April 30, 2026
Dear Founder
Listen to this insight
PausedThe skills it took to launch your business will not get you to scale it.
The skills it took to launch your business will not get you to scale it.
Launching a business calls for a particular set of capabilities: the ability to move fast without certainty, to close customers before your product is perfect, to make decisions quickly and live with the consequences. It calls for grit, instinct, and a tolerance for ambiguity that most people don't have. These are the skills that forged your business and brought it into existence, but they are the skills of creating motion, not of sustaining it.
Newton's Second Law: The Law of Starting
Do you remember Newton's Second Law? Force equals mass times acceleration, or F = ma. Stick with me, I hated physics class too, but I'm going somewhere with this.
Force is your effort: the campaigns you run, the sales calls you make, the capital you deploy. Mass is your organisational weight: your headcount, your processes, and the complexity that accumulates as you build. Acceleration is your growth rate: how quickly you are acquiring customers and expanding revenue.
To accelerate from nothing, you need force, and the more mass you carry, the more force you need. But Newton's second law doesn't fully apply once the business is running and you're already moving.
Part One: The Illusion of Control at Scale
By the time you are scaling, you have momentum. Momentum is the force that keeps a moving object in motion. The question is then no longer how to create acceleration from zero; it is what to do with motion once you have it. For that, Newton had another law, his first.
An object in motion continues in motion in a straight line at constant velocity unless acted upon by a net external force.
A business in motion will continue on its current trajectory unless something acts on it to change direction, reduce velocity, or stop it altogether. When growth is happening, it is natural to interpret that growth as confirmation that your decisions are working. But momentum is not the same as control. The forces acting against you are already present. The key question is whether you can see them clearly enough to respond before they alter your business' trajectory.
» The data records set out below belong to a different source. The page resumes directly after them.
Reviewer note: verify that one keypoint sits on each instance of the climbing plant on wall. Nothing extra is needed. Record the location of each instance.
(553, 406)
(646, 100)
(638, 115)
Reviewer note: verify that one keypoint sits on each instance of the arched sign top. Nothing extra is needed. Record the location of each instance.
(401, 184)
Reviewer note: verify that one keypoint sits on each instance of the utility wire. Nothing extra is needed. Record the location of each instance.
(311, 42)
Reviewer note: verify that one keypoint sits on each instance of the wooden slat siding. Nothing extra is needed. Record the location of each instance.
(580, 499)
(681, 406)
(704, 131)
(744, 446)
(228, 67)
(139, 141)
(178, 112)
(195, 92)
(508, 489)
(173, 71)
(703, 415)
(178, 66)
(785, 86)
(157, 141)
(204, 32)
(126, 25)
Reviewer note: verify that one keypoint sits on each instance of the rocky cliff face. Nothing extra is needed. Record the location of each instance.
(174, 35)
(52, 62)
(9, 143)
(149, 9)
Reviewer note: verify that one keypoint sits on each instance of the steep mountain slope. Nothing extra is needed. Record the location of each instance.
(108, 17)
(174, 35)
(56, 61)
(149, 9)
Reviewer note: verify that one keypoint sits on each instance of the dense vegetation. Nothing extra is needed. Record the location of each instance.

Part Two: The Forces That Act Against Your Business' Momentum
Competitive disruption is the most visible. When you reach a scale that makes you relevant, you become a target. Founders who are not watching for this often mistake a competitor's strategic response for a general market shift, which can lead to entirely the wrong corrective action.
Internal friction is less visible and often more damaging. Decisions that a founder once made alone now require meetings and sign-offs. Collectively this represents a constant drag on velocity that compounds quietly until growth feels inexplicably harder than it used to.
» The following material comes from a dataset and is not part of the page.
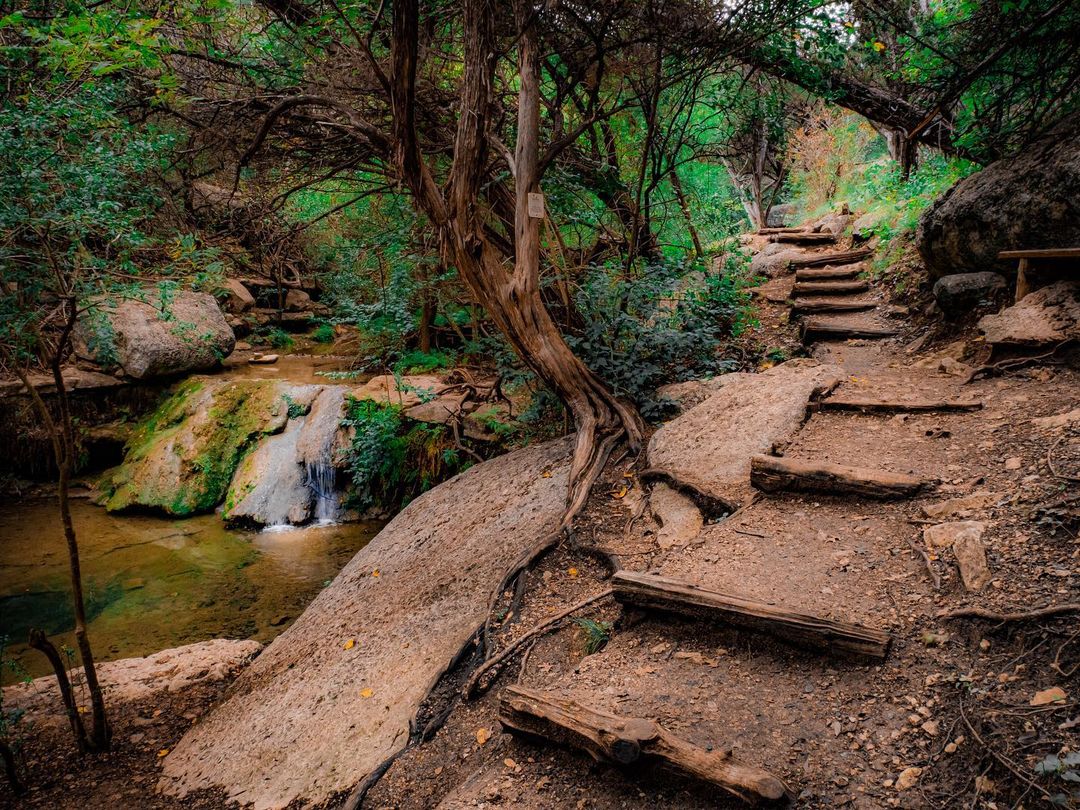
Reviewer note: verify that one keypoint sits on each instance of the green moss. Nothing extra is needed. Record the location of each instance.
(183, 457)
Strategic drift happens when momentum creates its own gravitational pull. When certain customers or markets produce the majority of revenue, there is a natural tendency to follow that energy even when it leads away from where you intended to go. Drift that is not deliberate is drift that has not been chosen. It is the reason a business that sought to serve independent retailers finds itself, three years later, entirely dependent on enterprise contracts it never planned to pursue.
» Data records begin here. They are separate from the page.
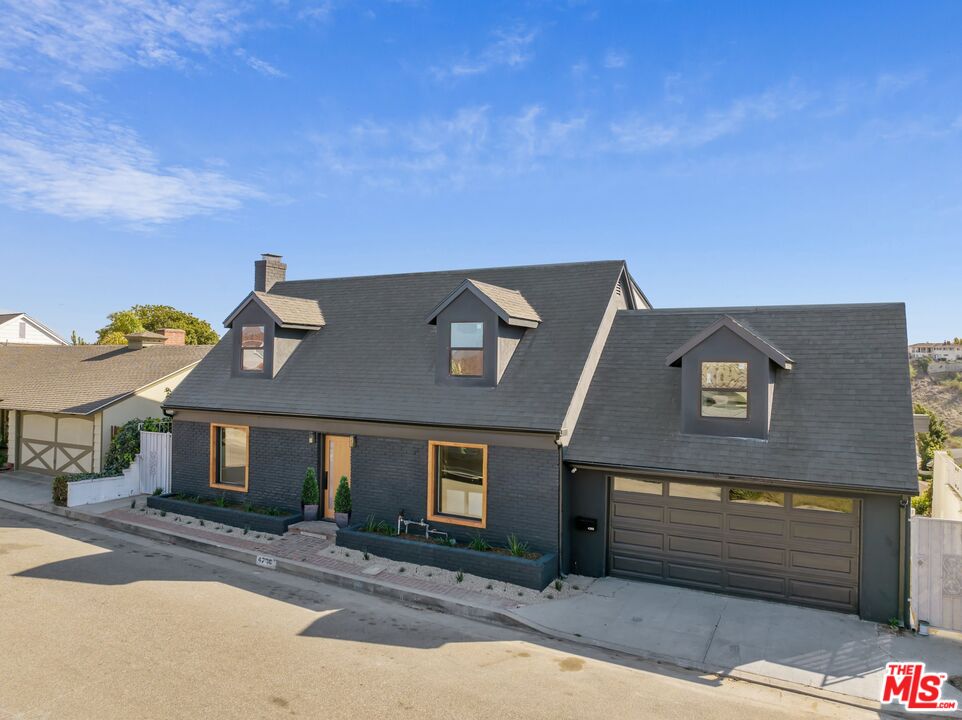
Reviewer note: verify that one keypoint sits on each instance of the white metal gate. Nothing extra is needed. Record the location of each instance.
(154, 461)
(937, 571)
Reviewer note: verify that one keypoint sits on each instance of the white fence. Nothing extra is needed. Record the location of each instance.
(153, 462)
(937, 571)
(149, 470)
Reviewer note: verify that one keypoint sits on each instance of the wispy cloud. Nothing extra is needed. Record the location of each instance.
(64, 163)
(615, 59)
(82, 38)
(642, 133)
(438, 153)
(511, 48)
(261, 66)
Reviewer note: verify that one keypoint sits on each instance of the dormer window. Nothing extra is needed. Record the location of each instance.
(724, 390)
(467, 349)
(252, 348)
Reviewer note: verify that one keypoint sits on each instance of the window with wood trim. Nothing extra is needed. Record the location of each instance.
(230, 457)
(724, 390)
(457, 483)
(467, 349)
(252, 348)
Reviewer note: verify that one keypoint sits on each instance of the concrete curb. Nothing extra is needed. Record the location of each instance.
(461, 608)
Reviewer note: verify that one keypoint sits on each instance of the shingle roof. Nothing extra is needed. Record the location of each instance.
(842, 416)
(79, 379)
(510, 305)
(374, 359)
(287, 311)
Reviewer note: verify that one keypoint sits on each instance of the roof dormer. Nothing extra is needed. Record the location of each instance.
(267, 329)
(479, 328)
(728, 378)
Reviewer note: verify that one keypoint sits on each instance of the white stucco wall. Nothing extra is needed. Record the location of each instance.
(946, 488)
(10, 332)
(144, 403)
Cultural erosion is the most consequential force of all. The culture of a ten-person company is carried by proximity and the direct influence of the founder's presence. The culture of a hundred-person company has to be designed and maintained through systems. If that work does not happen, what fills the space is not the culture you built early. By the time a founder notices, they are already dealing with the downstream consequences.
Then there is the force that many will whisper, because it comes from inside the building.
The founder themselves. Many founders cannot step back. They built the business through personal force of will, and they continue to apply that force at scale even when it is no longer appropriate. They approve decisions that their team should be making. They insert themselves into conversations that do not require them. They hire talented people and then constrain them with oversight that signals distrust and destroys initiative. It is a deeply human response to having built something that matters, but it breeds internal resentment. At scale, a founder who is still trying to do it all is not driving momentum. They are obstructing it.
Part Three: The Founder's Real Job at Scale
If scaling is a First Law problem, the founder's real job is to protect and direct momentum, which sometimes means getting out of their own way.
This means being explicit about where the business is going so that every person can make aligned decisions without needing to ask. It means removing friction wherever it accumulates, including friction that the founder is creating. It means building a team whose decision-making quality is high enough that momentum does not depend on the founder being in every room, and then trusting that team enough to actually stay out of the room.
The question changes from "what do we need to do to grow?" to "what is acting on our momentum, and what are we doing about it?" That is a harder question, but it is also the right one.
Newton didn't know he was writing the playbook for scaling a business. But he was.